In a statement, Malatya Police Chief Ali Osman Kahya said the Interior Ministry had initiated an inquiry into claims that a gun was found on one of the murder suspects a day before the attack on the Zirve Publishing House occurred but was given back to the suspect.
The statement said suspects were detained by police April 27, 2008, for firing a gun in the air. The police confiscated the gun and then returned it to the suspect. The murders took place the next day and a gun found in Zirve Publishing House’s office was recorded as matching the one taken by police a day earlier. The inquiry led to a trial and the court found seven officers guilty of dereliction of duty.
Three people, German citizen Tilman Ekkehart Geske, and Necati Aydın and Uğur Yüksel, were murdered in the Zirve Publishing House, which was engaged in Christian missionary activities. Four suspects were caught by police at the crime scene and another was caught as he jumped out the window when police arrived. The suspects said they had carried out the murders because of the missionary activities.

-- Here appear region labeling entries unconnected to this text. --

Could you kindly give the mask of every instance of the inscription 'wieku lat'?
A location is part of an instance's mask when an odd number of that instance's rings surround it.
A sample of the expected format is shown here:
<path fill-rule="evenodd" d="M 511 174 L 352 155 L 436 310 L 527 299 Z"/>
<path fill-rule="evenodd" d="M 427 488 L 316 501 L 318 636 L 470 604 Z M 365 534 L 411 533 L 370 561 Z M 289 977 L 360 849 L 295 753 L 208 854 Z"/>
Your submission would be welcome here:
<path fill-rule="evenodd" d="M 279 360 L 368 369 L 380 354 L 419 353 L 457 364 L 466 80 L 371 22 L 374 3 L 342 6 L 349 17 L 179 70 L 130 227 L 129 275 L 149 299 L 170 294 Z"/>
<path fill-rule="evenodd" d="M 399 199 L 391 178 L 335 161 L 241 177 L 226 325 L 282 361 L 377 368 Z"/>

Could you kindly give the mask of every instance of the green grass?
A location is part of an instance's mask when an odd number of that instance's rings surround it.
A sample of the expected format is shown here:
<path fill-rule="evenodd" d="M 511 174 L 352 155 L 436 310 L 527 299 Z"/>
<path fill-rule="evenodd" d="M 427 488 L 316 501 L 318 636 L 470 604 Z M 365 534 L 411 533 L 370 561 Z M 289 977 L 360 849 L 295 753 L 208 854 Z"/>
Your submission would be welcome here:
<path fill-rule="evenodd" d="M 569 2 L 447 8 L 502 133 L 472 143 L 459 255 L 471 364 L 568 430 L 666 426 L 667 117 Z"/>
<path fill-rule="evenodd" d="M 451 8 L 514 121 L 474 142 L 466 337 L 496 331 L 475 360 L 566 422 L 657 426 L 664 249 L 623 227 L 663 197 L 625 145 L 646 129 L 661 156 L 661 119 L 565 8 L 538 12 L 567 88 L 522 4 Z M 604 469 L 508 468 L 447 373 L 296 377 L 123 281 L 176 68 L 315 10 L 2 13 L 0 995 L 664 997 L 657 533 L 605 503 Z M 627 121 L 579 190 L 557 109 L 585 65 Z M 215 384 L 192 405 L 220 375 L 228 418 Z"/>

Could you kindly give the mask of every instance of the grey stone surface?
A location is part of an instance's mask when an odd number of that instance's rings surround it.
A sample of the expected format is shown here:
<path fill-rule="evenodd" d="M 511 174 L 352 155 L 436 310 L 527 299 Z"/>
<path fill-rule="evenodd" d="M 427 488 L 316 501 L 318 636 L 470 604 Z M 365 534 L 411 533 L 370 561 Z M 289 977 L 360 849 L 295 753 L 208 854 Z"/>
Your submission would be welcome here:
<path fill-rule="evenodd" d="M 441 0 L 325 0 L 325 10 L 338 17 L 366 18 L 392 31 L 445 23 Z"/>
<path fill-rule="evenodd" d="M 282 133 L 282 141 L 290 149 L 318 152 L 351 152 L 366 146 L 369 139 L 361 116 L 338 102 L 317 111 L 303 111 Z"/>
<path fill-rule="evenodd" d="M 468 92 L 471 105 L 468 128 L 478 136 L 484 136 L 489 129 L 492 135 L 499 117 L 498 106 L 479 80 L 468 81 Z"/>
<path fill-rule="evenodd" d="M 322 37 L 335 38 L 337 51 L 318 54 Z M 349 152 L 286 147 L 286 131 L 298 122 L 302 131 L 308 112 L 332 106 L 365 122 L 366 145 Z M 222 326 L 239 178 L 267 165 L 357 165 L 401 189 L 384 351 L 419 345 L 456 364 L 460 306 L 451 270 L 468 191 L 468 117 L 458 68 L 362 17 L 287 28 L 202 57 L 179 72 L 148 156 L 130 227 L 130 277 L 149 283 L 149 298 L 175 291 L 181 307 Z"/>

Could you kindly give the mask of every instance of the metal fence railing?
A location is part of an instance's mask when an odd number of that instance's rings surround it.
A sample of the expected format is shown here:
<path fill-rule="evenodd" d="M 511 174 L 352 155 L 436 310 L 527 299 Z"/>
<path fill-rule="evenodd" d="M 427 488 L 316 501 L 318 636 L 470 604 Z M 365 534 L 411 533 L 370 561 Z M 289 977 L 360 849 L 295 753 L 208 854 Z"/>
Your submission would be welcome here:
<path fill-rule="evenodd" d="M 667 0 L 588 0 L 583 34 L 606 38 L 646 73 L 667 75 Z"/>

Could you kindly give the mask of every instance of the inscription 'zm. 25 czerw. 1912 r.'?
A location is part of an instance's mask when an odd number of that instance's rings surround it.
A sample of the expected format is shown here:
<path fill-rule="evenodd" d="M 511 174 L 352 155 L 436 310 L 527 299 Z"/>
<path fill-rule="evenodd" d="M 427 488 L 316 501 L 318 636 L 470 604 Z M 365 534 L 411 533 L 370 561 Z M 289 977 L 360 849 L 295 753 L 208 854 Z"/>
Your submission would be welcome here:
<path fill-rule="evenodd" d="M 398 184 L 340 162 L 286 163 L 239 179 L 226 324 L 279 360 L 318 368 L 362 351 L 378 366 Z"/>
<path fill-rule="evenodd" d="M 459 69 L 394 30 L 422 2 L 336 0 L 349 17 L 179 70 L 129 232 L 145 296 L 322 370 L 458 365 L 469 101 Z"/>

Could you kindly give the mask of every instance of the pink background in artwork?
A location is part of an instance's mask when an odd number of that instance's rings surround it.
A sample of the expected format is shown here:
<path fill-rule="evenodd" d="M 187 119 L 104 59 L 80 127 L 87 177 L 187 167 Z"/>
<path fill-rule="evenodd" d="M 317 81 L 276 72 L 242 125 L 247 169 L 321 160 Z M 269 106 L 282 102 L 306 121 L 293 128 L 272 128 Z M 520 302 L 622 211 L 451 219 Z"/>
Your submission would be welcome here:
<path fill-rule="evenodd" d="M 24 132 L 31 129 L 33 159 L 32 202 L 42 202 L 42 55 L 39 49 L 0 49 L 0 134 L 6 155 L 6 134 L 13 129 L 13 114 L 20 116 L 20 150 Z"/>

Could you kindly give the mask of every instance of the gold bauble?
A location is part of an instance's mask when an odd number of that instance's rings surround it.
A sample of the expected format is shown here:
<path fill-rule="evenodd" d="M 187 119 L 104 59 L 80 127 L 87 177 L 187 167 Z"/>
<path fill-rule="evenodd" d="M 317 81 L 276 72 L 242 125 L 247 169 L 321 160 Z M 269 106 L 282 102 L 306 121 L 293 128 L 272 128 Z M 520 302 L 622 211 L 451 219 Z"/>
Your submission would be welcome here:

Currently seven suspects are being tried on charges of murder, seizure and depredation. During the trial, six of the suspects claimed they were not involved in any of the murders, and accused the seventh of murdering the victims. They had also claimed that their participation in the incident was based on their fear of the seventh suspect.The vicious attack came as a shock to the country, especially after a string of violent attacks and murders against Christians.

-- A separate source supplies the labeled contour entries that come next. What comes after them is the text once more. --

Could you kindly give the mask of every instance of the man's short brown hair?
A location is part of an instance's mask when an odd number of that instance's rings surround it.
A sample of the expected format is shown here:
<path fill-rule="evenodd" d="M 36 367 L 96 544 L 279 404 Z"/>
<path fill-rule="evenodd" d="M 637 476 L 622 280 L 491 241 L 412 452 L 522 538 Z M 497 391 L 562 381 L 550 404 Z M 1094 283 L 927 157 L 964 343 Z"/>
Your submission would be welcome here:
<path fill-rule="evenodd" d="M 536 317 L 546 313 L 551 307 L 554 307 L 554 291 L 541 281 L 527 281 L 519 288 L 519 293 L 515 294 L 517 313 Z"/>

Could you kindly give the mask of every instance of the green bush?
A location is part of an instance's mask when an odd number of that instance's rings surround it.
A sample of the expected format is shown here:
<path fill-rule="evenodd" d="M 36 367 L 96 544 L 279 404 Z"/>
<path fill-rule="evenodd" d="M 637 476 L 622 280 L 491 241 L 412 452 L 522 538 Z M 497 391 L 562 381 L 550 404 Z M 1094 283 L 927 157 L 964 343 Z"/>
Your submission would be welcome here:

The murders have also been linked to the controversial Ergenekon investigation, in which an alleged criminal organization is being accused of trying to create instability in the country through certain crimes in order to topple the ruling Justice and Development Party, or AKP, government.
Families want compensation
The families of the victims demanded compensation last year from the Interior Ministry for failing to prevent the murders.

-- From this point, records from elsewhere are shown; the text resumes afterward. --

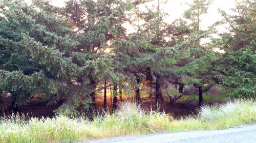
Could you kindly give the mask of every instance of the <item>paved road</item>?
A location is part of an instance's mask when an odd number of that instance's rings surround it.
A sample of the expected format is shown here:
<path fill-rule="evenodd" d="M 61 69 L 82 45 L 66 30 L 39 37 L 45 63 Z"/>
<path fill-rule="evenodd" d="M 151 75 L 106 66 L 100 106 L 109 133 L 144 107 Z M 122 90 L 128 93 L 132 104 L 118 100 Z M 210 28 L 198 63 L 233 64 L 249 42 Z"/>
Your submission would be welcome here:
<path fill-rule="evenodd" d="M 98 140 L 90 140 L 89 142 L 256 143 L 256 124 L 215 131 L 191 131 L 162 133 L 138 136 L 119 137 Z"/>

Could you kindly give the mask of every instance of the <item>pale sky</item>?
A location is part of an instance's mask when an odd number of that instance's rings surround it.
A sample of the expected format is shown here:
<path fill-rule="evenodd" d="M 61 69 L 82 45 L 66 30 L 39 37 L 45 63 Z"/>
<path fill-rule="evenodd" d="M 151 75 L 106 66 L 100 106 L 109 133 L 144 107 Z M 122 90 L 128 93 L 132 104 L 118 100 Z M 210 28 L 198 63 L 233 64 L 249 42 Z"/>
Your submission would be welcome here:
<path fill-rule="evenodd" d="M 68 0 L 51 0 L 52 5 L 57 7 L 63 7 L 66 1 Z M 166 0 L 160 0 L 160 2 L 161 1 L 163 2 Z M 161 10 L 169 14 L 169 16 L 165 19 L 165 22 L 170 23 L 180 17 L 183 12 L 189 8 L 186 3 L 190 3 L 193 1 L 193 0 L 167 0 L 166 4 L 162 4 L 160 6 Z M 157 1 L 155 1 L 148 5 L 156 5 L 157 2 Z M 208 14 L 201 16 L 202 23 L 200 28 L 206 29 L 217 20 L 221 20 L 221 17 L 218 12 L 218 8 L 228 11 L 230 8 L 234 6 L 234 0 L 212 0 L 212 4 L 208 9 Z"/>

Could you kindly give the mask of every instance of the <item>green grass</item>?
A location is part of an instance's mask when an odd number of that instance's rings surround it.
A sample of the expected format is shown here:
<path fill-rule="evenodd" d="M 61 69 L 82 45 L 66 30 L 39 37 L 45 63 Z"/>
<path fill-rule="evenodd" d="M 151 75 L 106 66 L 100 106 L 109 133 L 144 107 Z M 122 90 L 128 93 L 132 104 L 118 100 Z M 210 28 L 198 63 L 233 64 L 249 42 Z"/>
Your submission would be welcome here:
<path fill-rule="evenodd" d="M 256 123 L 256 103 L 236 100 L 204 106 L 198 115 L 175 120 L 169 115 L 142 110 L 131 102 L 115 113 L 98 115 L 93 121 L 83 116 L 70 118 L 30 118 L 13 115 L 0 123 L 1 142 L 68 142 L 162 131 L 216 130 Z"/>

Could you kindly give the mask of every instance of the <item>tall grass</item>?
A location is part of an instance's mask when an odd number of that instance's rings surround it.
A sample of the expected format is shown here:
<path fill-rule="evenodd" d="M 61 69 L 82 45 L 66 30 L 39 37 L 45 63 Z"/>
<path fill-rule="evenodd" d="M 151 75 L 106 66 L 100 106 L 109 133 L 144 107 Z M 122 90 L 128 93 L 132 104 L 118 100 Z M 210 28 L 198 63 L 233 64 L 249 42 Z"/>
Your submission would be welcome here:
<path fill-rule="evenodd" d="M 68 118 L 29 118 L 13 115 L 0 121 L 1 142 L 69 142 L 161 131 L 213 130 L 256 123 L 256 103 L 236 100 L 205 106 L 197 115 L 175 120 L 164 112 L 145 111 L 127 102 L 111 115 L 98 114 L 93 121 L 83 116 Z"/>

The lawyer for Susanna Geske, Tilman's wife, said they demanded 630,000 Turkish Liras from the ministry for each of the victims, arguing that the ministry was guilty of not protecting the three individuals.
Geske's lawyer İbrahim Kalı said if the ministry rejected their application, they would lodge a complaint at court. "In such cases, one must first apply to the Interior Ministry. For example, if a bomb explodes and my child's foot is blown off, the state is held responsible. That's what the courts say," he said.